Economic View

On how conventional banks are integrating digital solutions 

How would you assess the potential of digital banking to boost financial inclusion in developing economies? 

MICHEAL GORRIZ: In Africa, where Standard Chartered opened eight digital banks in 2018-19, the cost to serve is a crucial determining factor when offering banking services. A large part of the continent is underbanked primarily because the cost to serve in Africa is quite high within traditional banking networks, so digital solutions provide the only way to reach the majority of the population. We rolled out digital banks in Africa on the back of our existing licences and tech stack, and partnered with some financial technology (fintech) companies in the region for onboarding and last-mile access. With this model, we were able to offer digital banking solutions for a relatively low investment, providing banking to more customers without the need for a large brick-and-mortar branch network.

To what extent can these digital banking strategies be applied to emerging markets in Asia?

GORRIZ: We entered the African market with an existing tech stack that was enhanced for digital services. However, in Hong Kong we have taken a different strategy by partnering with well-known corporations with large consumer bases – PCCW, HKT and Ctrip. Paired with our knowledge of banking, our Hong Kong partners will help us increase our reach immediately. Another method that can be applied to emerging Asia involves placing the bank behind platforms that already have a large reach, such as e-commerce platforms, and offering financial services as part of their total portfolio. 

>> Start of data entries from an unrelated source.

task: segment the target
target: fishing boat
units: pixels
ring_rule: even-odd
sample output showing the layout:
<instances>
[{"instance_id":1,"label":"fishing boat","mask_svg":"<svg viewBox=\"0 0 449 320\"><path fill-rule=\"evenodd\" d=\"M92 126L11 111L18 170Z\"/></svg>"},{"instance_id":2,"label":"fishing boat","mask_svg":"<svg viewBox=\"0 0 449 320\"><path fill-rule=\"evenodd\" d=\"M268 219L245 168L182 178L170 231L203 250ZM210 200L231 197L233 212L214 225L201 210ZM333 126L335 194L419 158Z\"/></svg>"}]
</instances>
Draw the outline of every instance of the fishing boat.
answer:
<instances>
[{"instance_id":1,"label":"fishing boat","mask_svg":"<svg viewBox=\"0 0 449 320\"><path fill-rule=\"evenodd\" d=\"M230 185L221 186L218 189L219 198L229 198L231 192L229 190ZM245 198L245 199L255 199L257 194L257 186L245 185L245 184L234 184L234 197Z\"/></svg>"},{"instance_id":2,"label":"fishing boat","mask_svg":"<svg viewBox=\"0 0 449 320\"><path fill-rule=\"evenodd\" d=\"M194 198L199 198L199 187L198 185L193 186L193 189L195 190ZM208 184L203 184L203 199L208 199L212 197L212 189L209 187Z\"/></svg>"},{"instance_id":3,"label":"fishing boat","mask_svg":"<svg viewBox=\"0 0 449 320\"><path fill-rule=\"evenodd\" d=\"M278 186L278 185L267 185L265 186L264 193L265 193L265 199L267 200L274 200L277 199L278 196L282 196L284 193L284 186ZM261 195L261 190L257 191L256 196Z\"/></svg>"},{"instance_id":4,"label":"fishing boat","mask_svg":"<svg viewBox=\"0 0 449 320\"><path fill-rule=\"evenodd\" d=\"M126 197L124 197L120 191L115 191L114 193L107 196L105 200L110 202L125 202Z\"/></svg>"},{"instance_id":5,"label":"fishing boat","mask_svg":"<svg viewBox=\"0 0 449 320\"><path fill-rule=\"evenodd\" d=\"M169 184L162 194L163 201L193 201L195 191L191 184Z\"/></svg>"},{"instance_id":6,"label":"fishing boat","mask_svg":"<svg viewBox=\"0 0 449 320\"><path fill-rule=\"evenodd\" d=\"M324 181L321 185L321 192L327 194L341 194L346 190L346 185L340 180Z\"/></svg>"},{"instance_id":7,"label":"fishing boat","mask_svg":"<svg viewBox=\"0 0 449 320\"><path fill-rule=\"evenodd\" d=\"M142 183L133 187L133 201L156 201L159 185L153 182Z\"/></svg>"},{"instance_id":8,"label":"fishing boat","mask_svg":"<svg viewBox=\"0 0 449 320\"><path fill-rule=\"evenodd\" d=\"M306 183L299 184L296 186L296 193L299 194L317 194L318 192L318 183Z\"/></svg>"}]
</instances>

Considering the rapid rise of neobanks, how do you foresee the competitive landscape evolving in the digital banking space? 

GORRIZ: Banking is about trust. When you look at the polls, established banks are still preferred by customers when it comes to real money. Therefore, if you offer the convenience of a digital bank but with the longstanding trust provided by conventional institutions, you have a compelling proposal; there is no reason for customers to walk away. Actually, we are seeing quite the opposite with our digital offering. We are rapidly growing the base of digital banking customers because people already know our brand. Customers trust and appreciate the new digital aspects.

What role do you see fintech start-ups playing within the innovation ecosystem of large legacy banks? 

GORRIZ: We are working with fintech companies that have already decided to partner with banks. We integrate these firms into our solutions base and use their tools as part of our tech landscape, including for onboarding, international remittances and short-term lending. We also invest in those who have the potential to scale up. For example, we recently invested in Silent Eight, an artificial intelligence-powered name-screening tool to combat financial crime, which is now used across our businesses in more than 40 markets.

Where do you see the most opportunity for blockchain to improve international trade systems?

GORRIZ: Blockchain, and distributed ledger technology (DLT) in general, is a wonderful tool to disseminate information across a variety of independent partners – that is what DLT was designed for. It is very useful for trade, in particular, because deals typically involve the seller, the buyer, the logistics partner, the Customs authority and the financing partner, and blockchain is the perfect means to disseminate information among these partners. However, the hard work is creating the ecosystem to exchange information in a way that all parties comprehend, as well as drawing up the standards and procedures for how to use it properly. It will take a lot of time – and also some help from government bodies – before these ecosystems are scalable and self-sustained. I predict this will eventually happen, but that it will take a few more years before it really replaces the current method of trading. We actively experiment with blockchain and explore the potential application to our products, services and processes. For example, we have recently completed our first joint deep-tier supply chain financing transaction for Digital Guangdong and its upstream suppliers using Linklogis’ blockchain platform.